8.27.2008

I never cease to be amazed

"In April, scientists from around the world met in Norway at the first international In Vitro Meat Symposium to discuss the potential for mass-producing lab-grown meat... Researchers predict that that, within a few years, meat could be grown in giant bioreactors for about $5,500 a ton... At about $3.50 a pound, that's less than what most consumers now pay for hamburger."

this is what I read last night in vegnews magazine before falling asleep. I'm surprised I didn't have nightmares. this process is disgusting to think about - almost as disgusting as analyzing where real meat comes from.

it'd be good for the cows, of course, if meat was to be only grown in labs. better for the environment - more available land, more forests, less greenhouse gases, etc. but ew, it's going to take a lot of really amazing PR work for "franken-meat," as it was dubbed by l.a. times columnist patt morrison, to be a success consumer-wise.

also, as americans, we eat too much meat. this is hardly a point of debate. it's one of the main reasons that a lot of vegetarians and vegans choose to eat the way they do. lab-grown meat completely undermines the health aspect of being vegetarian.


and a side note: don't have ben and jerry's "lighten up" chocolate fudge brownie frozen yogurt for breakfast, especially when it's the last thing you ate before falling asleep.

8.04.2008

to those concerned for my sanity:

I wonder how it is that people still find so much value and wisdom in the writings of shakespeare or the musings of philosophers from thousands of years ago. how is it that what jesus said is still so relevant, so completely relevant. and how is it that the words of peter maurin, spoken more than 60 years ago, are able to describe me and my life at this moment more accurately than anything I could ever say.

"if I am crazy, it is because I refuse to be crazy in the same way that the world has gone crazy."

it can be frustrating to have conversations about the changes I've made and am making in my life. I hate that I feel like I'm using buzzwords or clichés to describe what is important to me. I feel like the majority of the people around me either care about the same things as me already, or they've been so overwhelmed by talk about "social justice" that it's like some kind of wall goes up as soon as the conversation begins. people hear what I say from behind the wall, with qualifications attached.

"yes, sweatshops are a very sad reality.. but they are a reality. and it's unrealistic to try and change all of your buying habits."

"mm, I know, that whole burma cyclone thing is just awful.. but you were in thailand so it's natural that you'd be more upset about this than normal people. plus you're still going through culture shock. things will settle down for you soon."

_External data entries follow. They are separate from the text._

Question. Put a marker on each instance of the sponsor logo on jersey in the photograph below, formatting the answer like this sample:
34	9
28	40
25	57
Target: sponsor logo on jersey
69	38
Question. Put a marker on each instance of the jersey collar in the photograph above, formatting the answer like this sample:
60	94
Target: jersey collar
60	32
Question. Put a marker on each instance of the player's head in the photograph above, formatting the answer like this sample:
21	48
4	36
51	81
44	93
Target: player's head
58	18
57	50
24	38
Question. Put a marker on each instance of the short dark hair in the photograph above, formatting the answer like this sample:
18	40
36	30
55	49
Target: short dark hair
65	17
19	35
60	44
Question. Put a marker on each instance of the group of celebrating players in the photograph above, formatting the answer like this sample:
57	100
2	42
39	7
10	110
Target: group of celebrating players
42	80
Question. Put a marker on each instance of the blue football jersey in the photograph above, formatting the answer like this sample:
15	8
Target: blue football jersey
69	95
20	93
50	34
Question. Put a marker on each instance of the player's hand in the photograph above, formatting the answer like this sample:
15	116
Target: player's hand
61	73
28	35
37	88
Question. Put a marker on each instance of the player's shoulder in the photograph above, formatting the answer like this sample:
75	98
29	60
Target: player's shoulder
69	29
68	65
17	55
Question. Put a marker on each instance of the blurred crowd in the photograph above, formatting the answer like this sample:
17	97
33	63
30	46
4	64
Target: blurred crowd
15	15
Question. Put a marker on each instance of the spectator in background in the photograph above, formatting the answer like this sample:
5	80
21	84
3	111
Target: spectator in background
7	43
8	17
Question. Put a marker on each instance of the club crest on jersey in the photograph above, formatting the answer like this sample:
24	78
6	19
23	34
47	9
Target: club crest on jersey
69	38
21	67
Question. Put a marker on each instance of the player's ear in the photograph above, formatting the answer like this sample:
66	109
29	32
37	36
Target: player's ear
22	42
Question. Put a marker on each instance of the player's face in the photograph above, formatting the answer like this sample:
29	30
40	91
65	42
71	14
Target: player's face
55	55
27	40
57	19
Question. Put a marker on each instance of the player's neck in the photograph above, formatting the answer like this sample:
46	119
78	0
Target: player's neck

some people look at me like I'm crazy, caring so much about this stuff. it's like there's this unspoken, probably unconscious, justifying thought in their minds that makes my decisions seem unnecessary or absurd: "it doesn't affect you."

why won't you buy a $7 shirt at old navy? that seems a bit extreme.. it's just a shirt. plus it's already here, the damage is already done, you don't change anything by not buying it and it doesn't affect you anyway.

why won't you buy a mango? it's from thailand - you love mangoes! seriously, it's just a mango. plus it's already here, the fuel to fly it half-way around the world has already been used, the damage is already done and it doesn't affect you anyway.

it does affect me. it does a thousand times over.

I'm not just me. I'm not just me, going to my little college, interacting with my little circle of american friends and family, in my little bubble of a life. I am so much bigger than that. I am infinite. I am infinite because my God is infinite and my family is infinite, stretching over time and space. my brothers and sisters are abraham and sarah, mary magdalene and peter, francis of assisi and mother teresa, p'wara and p'jim, bunyalit and daa. I have thousands, yes millions of brothers and sisters that I have never met and will never meet in this stage of life. but that doesn't make them any less a part of my family. and just because I haven't looked into their eyes or know their names does not mean that it doesn't affect me. if they are hurting - if you are hurting - then I am hurting, because "my humanity is bound up in yours, for we can only be human together."